-17-

37 3 0
                                    

Meninggalkan cerita tentang Dzaky, aku tetap merasa kegerahan sampai bel pulang Hari Sabtu itu berdering.

"Kayaknya ni Sabtu beneran Sabtu khayalan deh" kesalku. "Buktinya kama nggak ada respect apa gitu?"

Aku tidak tahan dengan gejolak pemanasan global yang sangat menyiksa itu. Hal ini membuatku berhenti di supermarket dan membeli soda. Aku sama sekali tidak menghiraukan kondisi tenggorokanku nanti malam.

Seperti biasa, setiap Sabtu sehabis pulang sekolah aku selalu diajak mama makan di luar alias eat out. Attala yang saat itu tengah bermain game di notebook ku secara mendadak berteriak.

"Kak, ada pesan darii...." teriaknya.

"Ssttttt.." potongku.

Mama sempat menoleh ke arahku dan Attala. Untuk meyakinkan mama aku berusaha menghindar.

"Nggak papa kok ma" sambil menunjukkan senyum ber-replika. Entah mama percaya atau tidak.

Seketika aku menatap Attala dengan wajah sinis. Lalu mengambil notebook itu secara paksa.

Setelah aku check ternyata dari Kama. Ku kira perbincangan yang labil. Tapi tak ku duga sesuatu yang mengejutkan dan sama sekali di luar logika.

Kama:
Aku cinta kamu.

Deg. Jantungku berdebar bagai ritme musik dengan tempo allegro. Hatiku menjadi tekanan sanubari yang kacau. Nafasku terhenti sejenak untuk meyakinkan bahwa aku akan hidup esok hari. Aku tak bisa berbicara satu kata pun. Tak tau harus berbuat apa. Berjuta-juta bahkan beribu-ribu pertanyaan menghantam fikiranku. Air mataku jatuh satu persatu dan disusul puluhan lainnya. Menahan gejolak yang aku sendiri tak tau ini apa.

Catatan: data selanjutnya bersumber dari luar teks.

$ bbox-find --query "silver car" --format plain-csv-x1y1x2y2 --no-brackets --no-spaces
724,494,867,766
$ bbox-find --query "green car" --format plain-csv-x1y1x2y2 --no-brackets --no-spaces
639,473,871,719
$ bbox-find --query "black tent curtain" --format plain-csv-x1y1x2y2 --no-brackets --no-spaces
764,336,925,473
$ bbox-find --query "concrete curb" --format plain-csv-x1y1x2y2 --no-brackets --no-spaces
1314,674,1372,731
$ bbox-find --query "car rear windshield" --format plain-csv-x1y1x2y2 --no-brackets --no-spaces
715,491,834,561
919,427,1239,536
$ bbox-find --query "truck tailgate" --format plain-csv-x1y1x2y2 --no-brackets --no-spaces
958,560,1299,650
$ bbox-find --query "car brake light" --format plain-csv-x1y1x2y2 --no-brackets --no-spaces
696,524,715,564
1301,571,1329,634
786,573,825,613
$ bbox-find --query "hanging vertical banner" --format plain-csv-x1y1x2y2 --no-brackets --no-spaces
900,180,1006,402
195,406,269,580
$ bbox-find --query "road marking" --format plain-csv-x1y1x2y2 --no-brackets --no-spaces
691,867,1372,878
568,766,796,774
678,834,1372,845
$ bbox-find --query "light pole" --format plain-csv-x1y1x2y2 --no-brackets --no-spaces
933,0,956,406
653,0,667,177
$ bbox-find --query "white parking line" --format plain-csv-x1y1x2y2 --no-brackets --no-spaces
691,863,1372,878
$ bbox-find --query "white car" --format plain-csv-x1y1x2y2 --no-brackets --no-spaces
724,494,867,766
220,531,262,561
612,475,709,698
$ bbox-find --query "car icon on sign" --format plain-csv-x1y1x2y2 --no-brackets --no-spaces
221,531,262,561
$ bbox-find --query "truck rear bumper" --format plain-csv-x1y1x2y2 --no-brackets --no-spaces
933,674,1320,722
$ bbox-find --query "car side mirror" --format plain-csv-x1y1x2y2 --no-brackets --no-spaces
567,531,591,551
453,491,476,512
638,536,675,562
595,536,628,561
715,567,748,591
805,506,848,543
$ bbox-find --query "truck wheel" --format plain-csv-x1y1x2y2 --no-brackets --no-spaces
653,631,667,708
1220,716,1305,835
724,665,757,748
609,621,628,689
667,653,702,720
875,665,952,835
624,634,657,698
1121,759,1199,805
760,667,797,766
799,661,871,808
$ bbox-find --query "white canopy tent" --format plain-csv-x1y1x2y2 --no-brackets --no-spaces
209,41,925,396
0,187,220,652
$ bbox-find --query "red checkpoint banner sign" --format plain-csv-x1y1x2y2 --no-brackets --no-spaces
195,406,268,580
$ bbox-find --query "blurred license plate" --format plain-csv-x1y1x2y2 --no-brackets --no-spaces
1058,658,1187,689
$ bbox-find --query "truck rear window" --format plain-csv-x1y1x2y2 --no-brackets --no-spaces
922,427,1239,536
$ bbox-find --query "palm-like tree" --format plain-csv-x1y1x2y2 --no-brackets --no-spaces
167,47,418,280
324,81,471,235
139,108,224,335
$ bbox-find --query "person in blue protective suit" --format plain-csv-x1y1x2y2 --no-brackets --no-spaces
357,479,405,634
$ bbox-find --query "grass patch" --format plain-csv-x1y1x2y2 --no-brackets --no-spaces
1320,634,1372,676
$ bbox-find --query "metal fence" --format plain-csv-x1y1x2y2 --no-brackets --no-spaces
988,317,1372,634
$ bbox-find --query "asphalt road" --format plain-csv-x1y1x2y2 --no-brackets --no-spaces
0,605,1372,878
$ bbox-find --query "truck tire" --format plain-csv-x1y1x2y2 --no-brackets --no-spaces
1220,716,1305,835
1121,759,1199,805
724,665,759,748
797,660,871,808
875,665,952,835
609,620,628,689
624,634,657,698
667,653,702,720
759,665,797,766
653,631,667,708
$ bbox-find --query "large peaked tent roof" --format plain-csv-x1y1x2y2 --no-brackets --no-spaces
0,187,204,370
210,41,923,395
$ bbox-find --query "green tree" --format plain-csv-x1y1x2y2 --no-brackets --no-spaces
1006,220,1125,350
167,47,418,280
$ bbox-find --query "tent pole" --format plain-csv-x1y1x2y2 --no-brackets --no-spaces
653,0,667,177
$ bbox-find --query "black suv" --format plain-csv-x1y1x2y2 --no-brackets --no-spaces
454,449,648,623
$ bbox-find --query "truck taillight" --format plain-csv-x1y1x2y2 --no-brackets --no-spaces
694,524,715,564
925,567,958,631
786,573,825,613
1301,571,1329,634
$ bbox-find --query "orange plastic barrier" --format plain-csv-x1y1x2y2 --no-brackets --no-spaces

Bingung antara benar-benar nyata atau hanya drama semata? Tapi jika ini drama, drama apalagi yang direka oleh sutradara sepolos Kama?

Percaya atau tidak, tapi ini benar-benar nyata. Ini bukan mimpi, karena sebelumnya aku sudah menampar wajahku terlebih dahulu. Memastikan.

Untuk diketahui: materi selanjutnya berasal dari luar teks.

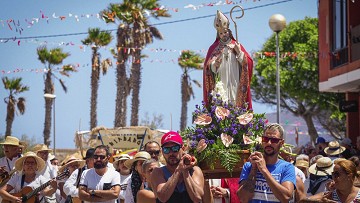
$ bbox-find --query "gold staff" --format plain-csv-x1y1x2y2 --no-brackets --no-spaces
230,6,244,41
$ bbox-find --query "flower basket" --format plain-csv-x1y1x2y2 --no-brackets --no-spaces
181,93,267,178
199,150,250,179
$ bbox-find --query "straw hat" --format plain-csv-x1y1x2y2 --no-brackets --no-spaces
309,157,334,176
15,152,45,171
124,151,151,169
0,136,20,146
280,146,297,156
113,154,130,168
59,156,86,173
324,140,346,156
33,144,52,152
295,160,309,170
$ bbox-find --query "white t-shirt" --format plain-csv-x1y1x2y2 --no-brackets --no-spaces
63,169,81,197
295,166,306,183
80,168,120,203
209,179,230,203
119,173,131,201
7,173,49,202
0,156,19,172
40,161,57,203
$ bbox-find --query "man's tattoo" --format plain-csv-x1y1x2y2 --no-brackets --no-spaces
243,178,256,193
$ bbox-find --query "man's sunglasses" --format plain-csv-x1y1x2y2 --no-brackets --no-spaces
147,150,160,156
162,145,181,154
261,136,282,144
94,155,106,160
331,171,341,178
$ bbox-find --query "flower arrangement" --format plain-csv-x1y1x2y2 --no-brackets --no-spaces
181,87,267,173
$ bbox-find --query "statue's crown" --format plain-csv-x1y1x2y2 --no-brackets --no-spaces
214,10,230,31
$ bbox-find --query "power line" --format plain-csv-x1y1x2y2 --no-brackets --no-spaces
0,0,294,41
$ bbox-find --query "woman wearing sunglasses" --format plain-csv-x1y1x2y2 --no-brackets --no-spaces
309,159,360,203
151,131,204,203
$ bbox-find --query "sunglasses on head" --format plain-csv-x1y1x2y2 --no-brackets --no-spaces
261,136,282,144
94,155,106,160
162,145,181,154
147,150,160,156
331,171,341,178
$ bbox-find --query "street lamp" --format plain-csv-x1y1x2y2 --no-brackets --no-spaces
269,14,286,124
44,93,56,156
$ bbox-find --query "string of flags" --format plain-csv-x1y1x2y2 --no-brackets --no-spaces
0,0,260,35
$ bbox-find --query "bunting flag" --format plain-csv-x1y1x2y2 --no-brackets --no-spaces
0,0,261,35
295,127,299,147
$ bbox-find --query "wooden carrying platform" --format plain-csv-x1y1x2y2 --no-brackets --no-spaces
199,150,250,179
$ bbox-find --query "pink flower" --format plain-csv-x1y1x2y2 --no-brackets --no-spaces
196,139,207,153
194,114,212,125
243,134,254,144
237,113,254,125
220,133,234,147
215,106,230,120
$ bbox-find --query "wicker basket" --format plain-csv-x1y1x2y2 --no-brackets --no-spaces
199,150,250,179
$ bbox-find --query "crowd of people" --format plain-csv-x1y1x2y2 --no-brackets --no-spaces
0,123,360,203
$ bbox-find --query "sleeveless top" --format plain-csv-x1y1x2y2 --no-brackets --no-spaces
332,189,360,203
156,166,194,203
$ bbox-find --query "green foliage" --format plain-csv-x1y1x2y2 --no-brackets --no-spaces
81,28,112,49
181,94,266,172
251,17,344,136
2,77,30,96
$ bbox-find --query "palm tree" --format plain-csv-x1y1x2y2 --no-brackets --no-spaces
101,4,132,127
2,77,29,137
37,46,76,146
82,28,112,129
178,50,204,131
103,0,170,126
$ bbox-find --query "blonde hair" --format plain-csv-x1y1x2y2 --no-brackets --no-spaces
264,123,285,139
335,159,359,178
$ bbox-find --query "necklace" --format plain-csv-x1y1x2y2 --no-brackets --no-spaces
220,37,231,46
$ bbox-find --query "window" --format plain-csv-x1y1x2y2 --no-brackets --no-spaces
332,0,348,68
333,0,347,51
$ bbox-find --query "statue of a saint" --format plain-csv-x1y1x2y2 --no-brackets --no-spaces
203,11,253,109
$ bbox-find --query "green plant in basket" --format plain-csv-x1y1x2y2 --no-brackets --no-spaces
181,92,267,173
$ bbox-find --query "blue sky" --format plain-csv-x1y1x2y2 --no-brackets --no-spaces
0,0,317,148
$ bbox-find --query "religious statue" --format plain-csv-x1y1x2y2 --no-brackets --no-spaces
203,11,253,109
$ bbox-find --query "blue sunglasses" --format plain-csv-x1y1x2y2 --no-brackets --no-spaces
162,145,181,154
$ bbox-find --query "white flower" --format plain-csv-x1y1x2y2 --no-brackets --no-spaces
211,81,229,101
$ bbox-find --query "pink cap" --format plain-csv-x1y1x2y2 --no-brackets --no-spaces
161,131,183,146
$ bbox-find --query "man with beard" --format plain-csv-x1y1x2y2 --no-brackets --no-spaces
144,140,160,161
33,144,57,203
64,148,95,200
79,145,120,203
237,123,296,202
203,11,253,109
0,136,20,174
151,131,204,203
0,136,20,202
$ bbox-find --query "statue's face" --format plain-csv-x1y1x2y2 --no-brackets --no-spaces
218,29,229,41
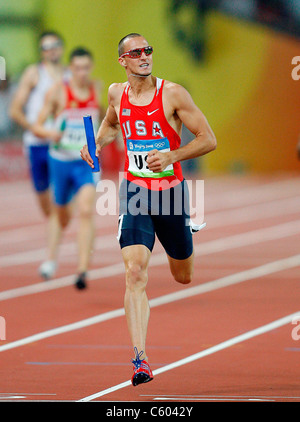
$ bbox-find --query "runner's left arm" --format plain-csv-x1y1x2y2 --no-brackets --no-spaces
147,84,217,172
32,85,62,142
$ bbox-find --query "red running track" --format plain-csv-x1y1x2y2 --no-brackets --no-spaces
0,175,300,403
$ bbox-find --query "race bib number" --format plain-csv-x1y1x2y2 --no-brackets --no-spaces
127,138,174,178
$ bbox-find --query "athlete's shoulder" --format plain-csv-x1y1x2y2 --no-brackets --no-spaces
164,80,188,95
108,82,127,104
163,80,191,108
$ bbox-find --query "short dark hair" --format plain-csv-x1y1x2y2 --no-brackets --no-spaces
39,31,64,43
118,32,143,57
69,47,93,62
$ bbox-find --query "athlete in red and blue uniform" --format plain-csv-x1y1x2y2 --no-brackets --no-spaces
33,48,101,289
81,33,216,386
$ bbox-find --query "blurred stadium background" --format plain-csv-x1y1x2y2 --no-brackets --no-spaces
0,0,300,181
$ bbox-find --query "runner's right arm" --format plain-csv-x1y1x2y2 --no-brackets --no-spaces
80,84,123,168
9,65,39,130
32,83,62,142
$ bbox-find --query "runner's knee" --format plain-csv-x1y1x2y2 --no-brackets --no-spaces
126,263,147,289
173,271,192,284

Inikah yang dinamakan pembuktian? Jujur aku belum begitu yakin. Dengan semua luka yang telah Kama beri? Mungkinkah?

Aku belum bisa menjawab pernyataan segila pernyataan Kama. Aku bingung harus dengan kata apa aku akan menjawabnya. Arrgghh! Terkena virus mengerikan apalagi si Kama ini!

Kerennya lagi, Kama kembali mengirimkan pesan yabg lebih lebih belbih mendadak lagi. Mungkin, itu juga karena aku tidak segera menjawabnya.

Kama:
Gimana? Kita jadian?

Hah! Yang bener aja! Ingin rasanya bilang ke Kama jika ingin bercanda soal beginian jangan sama aku. Kayak nggak tau aja aku gimana orangnya. Tapi dilihat lihat, Kama salah satu orang terdingin yang ada di kelas. Urutan kedua setelah si Sarkasme Arlan. Jadi jika soal yang seperti ini mana mungkin Kama bercanda. Hmm....

Aku mencoba untuk lebih serius dengan lelucon Kama. Ingat! Hanya mencoba.

Me:
Iya

Argghh! Entah apa yang sedang terlintas di fikiranku sehingga aku memilih kata "iya" untuk menjawab lelucon aneh itu.

Kama:
Beneran?
Oke kita jadian.

Crazy!

Hah?!

What what to the what?!

"Gue mimpi apa sekarangg??!!" Ungkap Sean berusaha menahan teriakannya.

Sean bergeming. Ia seperti di libas oleh angin lalu. Tatapannya kosong. Seperti percaya tidak percaya jika seorang Kama bisa segila itu pada nya.

"Argghhh!!"

"Kena virus zombie versi apa nih guee!"